Aprire il rubinetto è uno di quei gesti che facciamo senza pensarci. Una mano gira la manopola e l’acqua scorre senza problemi. Pulita, pronta da bere, da usare per cucinare o fare una doccia. Tuttavia, prima ancora di arrivare nelle nostre case, una parte di quell’acqua si perde per strada. A Lucca, quasi tre litri su dieci non arrivano mai al rubinetto. Questo è uno dei dati che emergono dal nuovo rapporto del Forum Acqua Pubblica e Si-cura, che descrive la situazione del servizio idrico in Toscana. Un’immagine fatta di luci e ombre. Perché, se da un lato la città di Lucca può vantare una delle bollette più basse della regione, dall’altro continua a confrontarsi con una rete che disperde il 28,7% dell’acqua immessa.
Il confronto con il resto della Toscana è significativo. Per una famiglia di tre persone, con un consumo annuo di 182 metri cubi, la spesa teorica a Lucca è di 556 euro, mentre in città come Grosseto e Siena arriva a 821 euro. Non è un caso se la Toscana, anche nel 2024, si conferma la regione con le bollette dell’acqua più alte d’Italia: una media di 748 euro rispetto ai 500 nazionali. Se sul fronte delle tariffe Lucca può contare su costi più bassi rispetto al resto della Toscana, la situazione cambia guardando lo stato delle infrastrutture. Quasi il 28,7% dell’acqua immessa nella rete cittadina non arriva agli utenti.

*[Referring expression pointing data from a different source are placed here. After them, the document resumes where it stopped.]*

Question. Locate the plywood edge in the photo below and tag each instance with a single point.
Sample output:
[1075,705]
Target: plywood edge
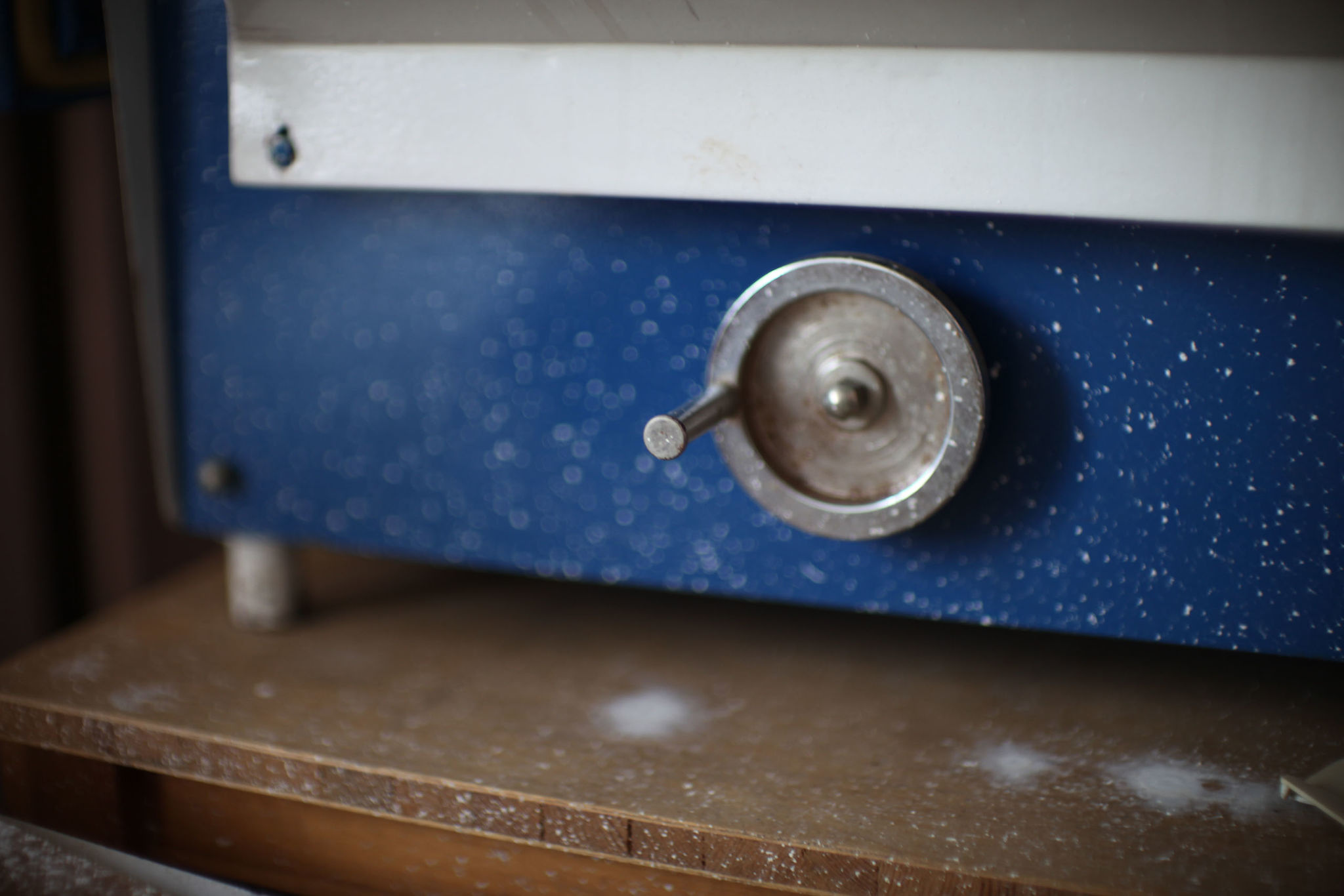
[476,809]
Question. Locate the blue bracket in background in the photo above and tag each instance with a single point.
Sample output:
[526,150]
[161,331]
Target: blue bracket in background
[464,378]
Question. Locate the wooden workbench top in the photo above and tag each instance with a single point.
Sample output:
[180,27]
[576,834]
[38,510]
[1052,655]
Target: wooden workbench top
[837,752]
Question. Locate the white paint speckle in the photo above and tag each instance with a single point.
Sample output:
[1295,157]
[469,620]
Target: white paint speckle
[1011,765]
[655,712]
[1177,786]
[154,697]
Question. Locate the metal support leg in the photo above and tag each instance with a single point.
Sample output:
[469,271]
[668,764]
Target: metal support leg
[262,583]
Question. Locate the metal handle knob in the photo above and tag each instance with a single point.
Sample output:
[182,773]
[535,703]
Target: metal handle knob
[667,434]
[847,394]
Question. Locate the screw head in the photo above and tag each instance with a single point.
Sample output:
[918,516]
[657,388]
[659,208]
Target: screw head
[851,393]
[282,148]
[846,399]
[217,478]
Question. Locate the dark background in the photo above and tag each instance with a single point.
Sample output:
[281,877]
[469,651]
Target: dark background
[78,521]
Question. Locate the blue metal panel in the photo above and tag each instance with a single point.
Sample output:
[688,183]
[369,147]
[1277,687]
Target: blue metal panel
[464,378]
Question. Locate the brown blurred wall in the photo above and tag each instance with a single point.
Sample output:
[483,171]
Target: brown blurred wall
[78,521]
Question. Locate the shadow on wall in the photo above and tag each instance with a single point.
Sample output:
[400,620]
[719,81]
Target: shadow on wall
[79,527]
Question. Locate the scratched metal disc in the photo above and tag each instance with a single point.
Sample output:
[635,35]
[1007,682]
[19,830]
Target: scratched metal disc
[889,335]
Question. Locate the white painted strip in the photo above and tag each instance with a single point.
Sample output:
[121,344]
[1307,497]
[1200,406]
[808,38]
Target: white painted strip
[1219,140]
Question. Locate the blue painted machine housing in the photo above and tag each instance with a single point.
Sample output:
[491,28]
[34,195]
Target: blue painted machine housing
[464,379]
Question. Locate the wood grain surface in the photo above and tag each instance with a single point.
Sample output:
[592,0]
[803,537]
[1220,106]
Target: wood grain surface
[723,741]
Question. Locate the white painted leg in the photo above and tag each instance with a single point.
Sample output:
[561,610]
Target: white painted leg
[262,583]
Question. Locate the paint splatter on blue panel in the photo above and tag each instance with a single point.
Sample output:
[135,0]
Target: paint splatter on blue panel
[464,378]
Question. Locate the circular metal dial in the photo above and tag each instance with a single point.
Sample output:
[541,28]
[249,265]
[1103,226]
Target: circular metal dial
[860,397]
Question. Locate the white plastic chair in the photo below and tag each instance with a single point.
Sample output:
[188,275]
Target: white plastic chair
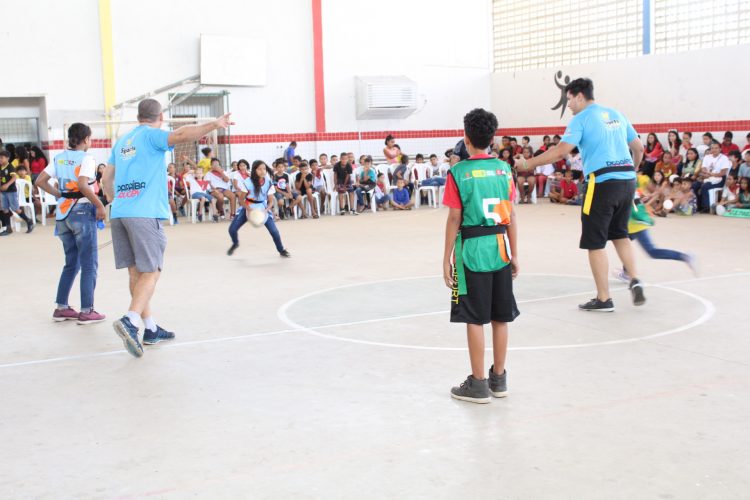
[419,173]
[21,186]
[47,200]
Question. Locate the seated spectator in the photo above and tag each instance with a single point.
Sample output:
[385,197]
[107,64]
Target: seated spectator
[666,165]
[205,162]
[390,151]
[712,176]
[526,178]
[199,190]
[745,167]
[685,145]
[692,165]
[735,160]
[707,139]
[365,182]
[743,196]
[567,193]
[403,172]
[685,202]
[652,154]
[515,147]
[304,186]
[729,195]
[553,182]
[343,179]
[221,188]
[727,146]
[323,161]
[401,198]
[382,198]
[319,183]
[38,161]
[286,199]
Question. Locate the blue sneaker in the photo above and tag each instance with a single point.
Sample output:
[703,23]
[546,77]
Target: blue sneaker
[129,335]
[160,335]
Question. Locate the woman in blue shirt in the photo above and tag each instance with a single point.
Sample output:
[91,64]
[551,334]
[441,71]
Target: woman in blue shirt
[259,195]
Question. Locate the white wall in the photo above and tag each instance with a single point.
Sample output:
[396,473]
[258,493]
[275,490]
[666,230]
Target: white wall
[705,85]
[443,45]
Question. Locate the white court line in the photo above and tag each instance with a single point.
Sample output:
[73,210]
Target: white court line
[708,312]
[305,329]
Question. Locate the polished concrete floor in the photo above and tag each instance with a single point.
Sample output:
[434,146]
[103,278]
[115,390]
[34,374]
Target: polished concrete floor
[327,375]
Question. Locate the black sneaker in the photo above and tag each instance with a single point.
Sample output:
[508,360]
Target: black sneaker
[597,305]
[472,390]
[160,335]
[129,335]
[498,383]
[636,290]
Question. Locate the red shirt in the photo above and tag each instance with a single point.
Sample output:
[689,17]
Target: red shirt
[569,190]
[37,165]
[726,148]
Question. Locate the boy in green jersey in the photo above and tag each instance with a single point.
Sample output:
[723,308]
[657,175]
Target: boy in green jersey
[480,261]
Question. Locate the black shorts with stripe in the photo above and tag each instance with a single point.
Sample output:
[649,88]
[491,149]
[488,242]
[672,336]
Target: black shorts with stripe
[609,213]
[489,298]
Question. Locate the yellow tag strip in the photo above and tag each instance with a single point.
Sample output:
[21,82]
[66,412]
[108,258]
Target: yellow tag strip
[589,194]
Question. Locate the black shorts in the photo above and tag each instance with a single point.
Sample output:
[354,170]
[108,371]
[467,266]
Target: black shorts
[489,297]
[609,214]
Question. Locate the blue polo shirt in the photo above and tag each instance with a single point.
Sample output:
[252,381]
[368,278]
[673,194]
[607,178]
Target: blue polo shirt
[602,135]
[141,174]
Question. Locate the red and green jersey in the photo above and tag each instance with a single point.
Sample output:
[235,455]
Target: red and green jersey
[482,187]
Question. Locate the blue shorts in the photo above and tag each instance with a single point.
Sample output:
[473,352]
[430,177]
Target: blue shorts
[9,201]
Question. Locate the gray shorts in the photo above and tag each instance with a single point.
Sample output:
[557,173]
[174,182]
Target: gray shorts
[9,201]
[139,242]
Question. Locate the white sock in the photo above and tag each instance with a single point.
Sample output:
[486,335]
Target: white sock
[150,323]
[134,318]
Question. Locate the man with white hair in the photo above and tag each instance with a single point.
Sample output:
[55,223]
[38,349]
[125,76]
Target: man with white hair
[135,181]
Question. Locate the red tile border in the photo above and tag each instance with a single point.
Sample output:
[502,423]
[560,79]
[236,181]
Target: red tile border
[642,128]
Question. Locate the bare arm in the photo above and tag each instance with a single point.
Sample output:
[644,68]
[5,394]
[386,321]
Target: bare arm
[452,225]
[636,146]
[85,189]
[191,133]
[42,182]
[108,182]
[551,156]
[512,231]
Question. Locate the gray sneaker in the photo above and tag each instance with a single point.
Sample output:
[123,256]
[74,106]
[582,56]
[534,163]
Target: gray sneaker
[472,390]
[498,383]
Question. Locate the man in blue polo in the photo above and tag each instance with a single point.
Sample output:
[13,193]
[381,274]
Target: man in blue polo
[135,181]
[605,138]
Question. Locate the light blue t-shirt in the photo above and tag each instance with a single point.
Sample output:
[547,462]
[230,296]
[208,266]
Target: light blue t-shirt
[262,196]
[602,134]
[141,174]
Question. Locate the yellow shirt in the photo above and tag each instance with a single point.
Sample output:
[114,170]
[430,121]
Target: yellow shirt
[205,164]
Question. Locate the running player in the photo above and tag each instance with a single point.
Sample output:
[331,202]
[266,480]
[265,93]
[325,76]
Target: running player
[259,197]
[605,138]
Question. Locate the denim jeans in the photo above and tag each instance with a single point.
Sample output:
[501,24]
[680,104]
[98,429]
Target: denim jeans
[644,239]
[241,218]
[78,235]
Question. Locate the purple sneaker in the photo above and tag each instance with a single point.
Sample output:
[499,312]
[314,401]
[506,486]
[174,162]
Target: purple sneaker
[65,314]
[90,317]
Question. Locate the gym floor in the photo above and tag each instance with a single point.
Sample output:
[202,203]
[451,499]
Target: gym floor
[327,375]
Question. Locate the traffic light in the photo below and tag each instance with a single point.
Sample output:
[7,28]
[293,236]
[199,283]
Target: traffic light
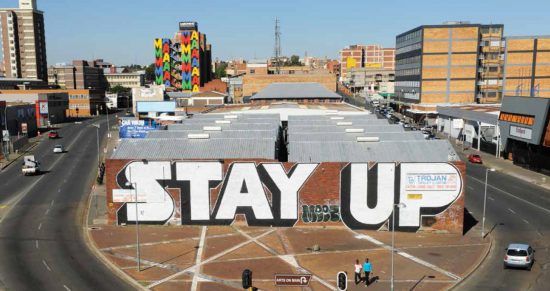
[247,279]
[342,281]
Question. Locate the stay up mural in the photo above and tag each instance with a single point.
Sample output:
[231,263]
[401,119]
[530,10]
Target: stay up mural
[360,195]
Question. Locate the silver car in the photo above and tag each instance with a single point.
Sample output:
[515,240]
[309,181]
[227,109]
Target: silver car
[519,256]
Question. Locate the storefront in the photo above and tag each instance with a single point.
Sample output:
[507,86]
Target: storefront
[525,130]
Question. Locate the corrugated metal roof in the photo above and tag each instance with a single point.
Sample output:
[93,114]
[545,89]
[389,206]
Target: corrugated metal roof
[295,90]
[392,151]
[339,136]
[254,134]
[157,149]
[241,126]
[326,128]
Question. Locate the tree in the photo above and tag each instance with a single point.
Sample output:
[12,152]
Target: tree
[220,71]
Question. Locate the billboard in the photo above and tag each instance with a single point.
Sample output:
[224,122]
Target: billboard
[190,58]
[357,195]
[162,62]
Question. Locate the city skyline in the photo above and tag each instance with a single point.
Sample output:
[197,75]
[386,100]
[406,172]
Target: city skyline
[307,26]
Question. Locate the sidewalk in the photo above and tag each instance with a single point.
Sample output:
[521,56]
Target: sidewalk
[502,165]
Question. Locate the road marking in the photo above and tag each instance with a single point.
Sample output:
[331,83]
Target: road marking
[215,257]
[511,195]
[199,258]
[46,265]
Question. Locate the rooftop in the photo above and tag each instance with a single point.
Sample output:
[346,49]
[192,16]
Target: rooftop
[295,91]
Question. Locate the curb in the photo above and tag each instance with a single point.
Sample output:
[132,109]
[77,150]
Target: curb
[472,271]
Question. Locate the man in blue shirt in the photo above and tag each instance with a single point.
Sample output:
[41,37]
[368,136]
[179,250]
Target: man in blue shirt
[367,268]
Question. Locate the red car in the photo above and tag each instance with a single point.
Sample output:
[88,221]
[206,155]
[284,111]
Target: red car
[53,134]
[476,159]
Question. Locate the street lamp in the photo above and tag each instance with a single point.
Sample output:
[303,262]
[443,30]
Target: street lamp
[485,202]
[399,205]
[97,131]
[128,184]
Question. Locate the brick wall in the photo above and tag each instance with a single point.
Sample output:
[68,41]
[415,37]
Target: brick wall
[321,189]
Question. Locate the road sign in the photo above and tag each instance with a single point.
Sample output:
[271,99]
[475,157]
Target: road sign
[292,279]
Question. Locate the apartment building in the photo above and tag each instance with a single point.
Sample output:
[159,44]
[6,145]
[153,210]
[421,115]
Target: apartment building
[365,56]
[527,66]
[23,42]
[456,62]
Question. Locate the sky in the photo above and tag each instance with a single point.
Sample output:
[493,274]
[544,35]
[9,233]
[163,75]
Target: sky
[122,31]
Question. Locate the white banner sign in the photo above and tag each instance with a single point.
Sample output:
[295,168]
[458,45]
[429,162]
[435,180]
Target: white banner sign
[521,132]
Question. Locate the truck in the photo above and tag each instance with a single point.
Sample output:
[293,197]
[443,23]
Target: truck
[30,166]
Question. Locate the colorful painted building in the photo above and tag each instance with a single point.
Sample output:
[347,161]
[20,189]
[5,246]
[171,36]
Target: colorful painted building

Un dato che rimane inferiore alla media regionale e molto distante dai casi più critici, come Massa, dove si perde oltre il 65,3% dell’acqua, ma che racconta ancora quanto il problema della dispersione sia ancora presente anche sul territorio lucchese. Il rapporto sottolinea anche come la Toscana viva un paradosso. È la regione dove l’acqua costa di più, ma questo non coincide necessariamente con una maggiore soddisfazione dei cittadini. Infatti, il 32,6% delle famiglie toscane dichiara di non fidarsi dell’acqua del rubinetto, una percentuale superiore alla media nazionale. A pesare sono soprattutto odore, sapore e limpidezza. La situazione diventa ancora più incerta perché più di una famiglia toscana su tre trova poco o per niente comprensibile la bolletta.
Per completare la situazione, c’è anche la questione dei PFAS. Dai monitoraggi di Arpat emerge una presenza diffusa nei campioni ambientali esaminati, sebbene ciò non significhi automaticamente che l’acqua potabile distribuita nelle case sia fuori norma. Quindi, su cosa deve concentrarsi la sfida dei prossimi anni? Non solo contenere le perdite o investire nelle reti, ma rendere il servizio più trasparente, spiegando ai cittadini come vengono utilizzate le risorse raccolte attraverso le tariffe e quali risultati producono concretamente.